Sometimes, summer jobs required workers to arrive earlier than teens might want. West Topsham’s Westy Copeland recalled working in a Vermont bakery “at some ungodly hour like 5 in the morning.” Jay Dunlap of Thetford said that his job on a tent crew in 1970 required getting up at 3 a.m. or before. “It was years before I could hear the sound of an alarm clock without a panic attack.”

The Pew Research Center reports that teen summer employment “follows a fairly regular pattern.” Jobs are more plentiful during good economic times, falling during and after recessions. In 2008, during the Great Recession, summer employment for 16 to 19-year-old Americans fell to under 30%. Now, as the nation recovers from COVID, youth employment has increased to 36.6%.

These employment figures paled when compared to earlier economic recoveries. In 1948, 56.6% of youth were employed in summer jobs., In 1956, “the Vermont seasonal summer jobs were at close to record levels.”  In the late 1960s, the Federal Summer Youth Program found jobs for high school students.     

The July 2022 figures from the US Bureau of Labor Statistics report that 55.3% of young people age 16-24 were employed. This is slightly less than pre-pandemic levels. It also includes those who have received permanent employment.    

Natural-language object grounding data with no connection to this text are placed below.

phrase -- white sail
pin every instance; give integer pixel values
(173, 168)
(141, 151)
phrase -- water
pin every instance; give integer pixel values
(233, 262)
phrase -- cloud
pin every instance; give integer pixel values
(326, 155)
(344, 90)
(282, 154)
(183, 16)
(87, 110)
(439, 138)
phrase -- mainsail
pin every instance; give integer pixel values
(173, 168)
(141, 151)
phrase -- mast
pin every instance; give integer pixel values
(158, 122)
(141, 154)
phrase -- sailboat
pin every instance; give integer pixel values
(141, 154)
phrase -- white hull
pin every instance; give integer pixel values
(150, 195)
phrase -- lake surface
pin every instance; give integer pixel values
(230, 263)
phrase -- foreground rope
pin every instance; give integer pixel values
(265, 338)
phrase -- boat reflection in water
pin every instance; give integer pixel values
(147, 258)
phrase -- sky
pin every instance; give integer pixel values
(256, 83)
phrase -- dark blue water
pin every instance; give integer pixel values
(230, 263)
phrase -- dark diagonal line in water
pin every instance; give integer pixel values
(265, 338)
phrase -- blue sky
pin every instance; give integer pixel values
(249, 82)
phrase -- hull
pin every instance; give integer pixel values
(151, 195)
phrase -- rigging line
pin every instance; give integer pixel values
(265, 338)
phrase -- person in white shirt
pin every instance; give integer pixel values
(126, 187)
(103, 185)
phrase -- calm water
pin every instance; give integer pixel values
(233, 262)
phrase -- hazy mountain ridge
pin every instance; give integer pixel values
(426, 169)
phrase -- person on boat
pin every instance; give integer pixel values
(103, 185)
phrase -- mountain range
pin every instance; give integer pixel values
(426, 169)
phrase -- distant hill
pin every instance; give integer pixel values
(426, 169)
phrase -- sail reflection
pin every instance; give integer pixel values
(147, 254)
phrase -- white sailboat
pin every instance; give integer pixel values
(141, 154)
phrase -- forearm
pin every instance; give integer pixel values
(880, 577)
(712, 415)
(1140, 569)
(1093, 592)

The decline in low-skill entry-level jobs, shorter summer vacations, unpaid internships, and the lure of unpaid community service jobs to enhance college applications have impacted seasonal employment for high school students. Some positions that might be otherwise open to youth job seekers are being held by seniors who need the work to supplement their sixed retirement incomes.       

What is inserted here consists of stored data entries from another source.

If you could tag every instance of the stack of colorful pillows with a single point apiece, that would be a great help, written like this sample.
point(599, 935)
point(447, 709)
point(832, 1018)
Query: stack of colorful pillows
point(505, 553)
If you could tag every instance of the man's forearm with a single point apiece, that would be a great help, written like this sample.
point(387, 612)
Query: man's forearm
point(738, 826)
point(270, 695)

 There were other responses to the value of these summer jobs.  One said the job provided “life learning that was actually an adventure.” One woman who grew up in Wells River and worked at the local information booth, got her to meet “all types of personalities,” giving her a better understanding of people.  

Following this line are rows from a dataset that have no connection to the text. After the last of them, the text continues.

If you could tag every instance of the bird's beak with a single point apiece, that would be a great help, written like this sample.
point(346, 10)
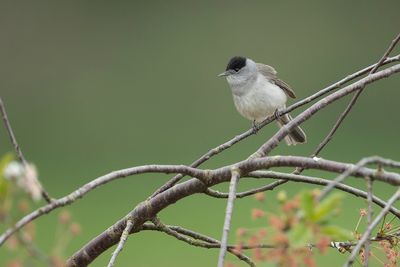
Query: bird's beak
point(225, 73)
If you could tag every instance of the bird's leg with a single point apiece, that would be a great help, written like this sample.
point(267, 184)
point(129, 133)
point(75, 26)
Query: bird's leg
point(255, 127)
point(277, 113)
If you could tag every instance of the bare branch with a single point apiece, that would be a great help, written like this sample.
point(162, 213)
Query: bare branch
point(367, 233)
point(354, 99)
point(369, 218)
point(238, 138)
point(17, 148)
point(124, 237)
point(271, 186)
point(303, 179)
point(361, 163)
point(148, 209)
point(228, 215)
point(206, 242)
point(305, 115)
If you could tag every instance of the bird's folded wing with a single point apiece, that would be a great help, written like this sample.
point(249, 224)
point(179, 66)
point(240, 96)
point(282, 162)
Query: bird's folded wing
point(270, 73)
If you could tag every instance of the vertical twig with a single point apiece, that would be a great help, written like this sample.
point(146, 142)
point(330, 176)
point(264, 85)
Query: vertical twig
point(369, 218)
point(122, 240)
point(371, 226)
point(228, 216)
point(17, 148)
point(355, 98)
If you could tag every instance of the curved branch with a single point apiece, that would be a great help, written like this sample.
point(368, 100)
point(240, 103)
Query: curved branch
point(308, 113)
point(214, 151)
point(148, 209)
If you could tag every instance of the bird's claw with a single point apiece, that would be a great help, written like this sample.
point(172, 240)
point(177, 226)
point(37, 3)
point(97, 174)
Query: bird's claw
point(277, 114)
point(256, 127)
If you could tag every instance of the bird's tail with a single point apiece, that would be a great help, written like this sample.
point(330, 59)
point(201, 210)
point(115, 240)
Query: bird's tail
point(296, 135)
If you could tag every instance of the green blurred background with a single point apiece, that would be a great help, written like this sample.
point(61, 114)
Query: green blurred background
point(95, 86)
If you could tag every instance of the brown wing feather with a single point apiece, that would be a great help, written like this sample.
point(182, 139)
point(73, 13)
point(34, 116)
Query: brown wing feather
point(270, 73)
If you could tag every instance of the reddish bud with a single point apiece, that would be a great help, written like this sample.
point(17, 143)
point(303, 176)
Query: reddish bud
point(64, 217)
point(363, 212)
point(257, 213)
point(241, 232)
point(260, 196)
point(75, 229)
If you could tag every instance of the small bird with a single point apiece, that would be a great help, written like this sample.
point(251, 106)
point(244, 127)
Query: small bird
point(258, 94)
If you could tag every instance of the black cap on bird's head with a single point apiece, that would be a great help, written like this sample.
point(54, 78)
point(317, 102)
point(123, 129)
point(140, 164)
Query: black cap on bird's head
point(235, 64)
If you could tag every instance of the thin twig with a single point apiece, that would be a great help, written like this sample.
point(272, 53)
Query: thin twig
point(33, 251)
point(123, 238)
point(17, 148)
point(195, 239)
point(197, 185)
point(271, 186)
point(367, 233)
point(308, 113)
point(354, 99)
point(214, 151)
point(350, 170)
point(228, 216)
point(369, 218)
point(303, 179)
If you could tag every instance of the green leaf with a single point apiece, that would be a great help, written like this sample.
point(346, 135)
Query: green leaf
point(337, 233)
point(307, 205)
point(327, 206)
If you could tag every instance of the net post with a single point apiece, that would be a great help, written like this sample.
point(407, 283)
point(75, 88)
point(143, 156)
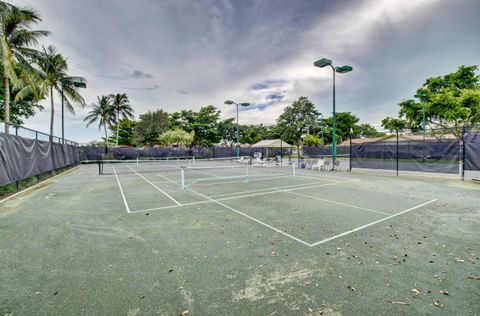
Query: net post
point(183, 177)
point(397, 154)
point(463, 153)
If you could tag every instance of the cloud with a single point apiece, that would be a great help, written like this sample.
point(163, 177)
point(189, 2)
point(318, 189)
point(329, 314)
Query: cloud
point(267, 84)
point(137, 74)
point(275, 97)
point(260, 52)
point(148, 88)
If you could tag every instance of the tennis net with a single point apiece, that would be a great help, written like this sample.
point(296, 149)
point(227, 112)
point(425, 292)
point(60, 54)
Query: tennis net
point(222, 174)
point(141, 166)
point(167, 164)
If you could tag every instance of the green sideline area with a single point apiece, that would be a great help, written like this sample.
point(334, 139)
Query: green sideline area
point(142, 240)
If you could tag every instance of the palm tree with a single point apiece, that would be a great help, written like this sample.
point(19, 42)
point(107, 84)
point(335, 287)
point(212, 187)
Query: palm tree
point(103, 113)
point(16, 38)
point(53, 67)
point(121, 106)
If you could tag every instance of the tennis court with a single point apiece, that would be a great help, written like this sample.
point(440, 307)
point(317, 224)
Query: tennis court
point(228, 237)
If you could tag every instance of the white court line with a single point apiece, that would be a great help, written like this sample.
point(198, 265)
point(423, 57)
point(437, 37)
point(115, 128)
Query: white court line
point(36, 185)
point(304, 185)
point(171, 206)
point(390, 192)
point(370, 224)
point(165, 193)
point(121, 190)
point(234, 197)
point(251, 178)
point(253, 219)
point(340, 203)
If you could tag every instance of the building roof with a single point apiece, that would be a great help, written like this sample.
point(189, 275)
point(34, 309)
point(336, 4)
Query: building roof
point(271, 143)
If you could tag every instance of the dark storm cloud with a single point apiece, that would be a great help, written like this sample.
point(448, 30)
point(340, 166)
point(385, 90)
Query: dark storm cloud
point(137, 74)
point(147, 88)
point(262, 52)
point(267, 84)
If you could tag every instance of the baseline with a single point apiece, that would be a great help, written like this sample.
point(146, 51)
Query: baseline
point(339, 203)
point(370, 224)
point(121, 191)
point(165, 193)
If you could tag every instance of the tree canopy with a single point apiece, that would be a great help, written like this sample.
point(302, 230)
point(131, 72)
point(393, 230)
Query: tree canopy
point(149, 126)
point(298, 119)
point(177, 137)
point(451, 101)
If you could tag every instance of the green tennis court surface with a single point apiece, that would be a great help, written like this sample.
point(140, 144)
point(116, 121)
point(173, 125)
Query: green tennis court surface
point(144, 240)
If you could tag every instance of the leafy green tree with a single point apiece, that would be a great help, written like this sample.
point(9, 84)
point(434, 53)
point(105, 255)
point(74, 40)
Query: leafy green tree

Alexis Romano wrote of working at the Ice Cream Fore-U in Lebanon beginning in the summer of 2008. She loved the job and was promoted to shift supervisor. That gave her a “first taste of responsibility.”  She spoke highly of her employers, Jennifer and Meredith Johnson. “My work ethic and professional foundations were molded by both of them which has helped me became a successful leader in my career.  

Jay Dunlap said the summer of erecting tents “was a bad summer, but it was an education into how tough many lives are and continue to be.” Westy Copeland commented that she “learned how to work hard. Nothing comes easily.”

Isaiah Washburn mentioned that he learned valuable skills involving interactions with people and handling money. Others spoke of the value of manual labor and “a job well done.”

 While for most, the jobs they held during those summers of their youth were dead end, they believed that the positive work ethic learned served them well in later employment.  

Other jobs mentioned to me included hospital patient-sitter, drive-in car hop, library aide, concrete worker, bank teller, greens keeper, paperboy, and working in a family steam laundry.

 Summer jobs for local young workers offered a variety of skills. Some jobs were easy, whereas other were hard. Many gave young people an introduction to the world of adult work. Paychecks were spent on both fun and essentials.

 Looking back, they gave us a variety of memories that still linger as we consider those summer days of our youth.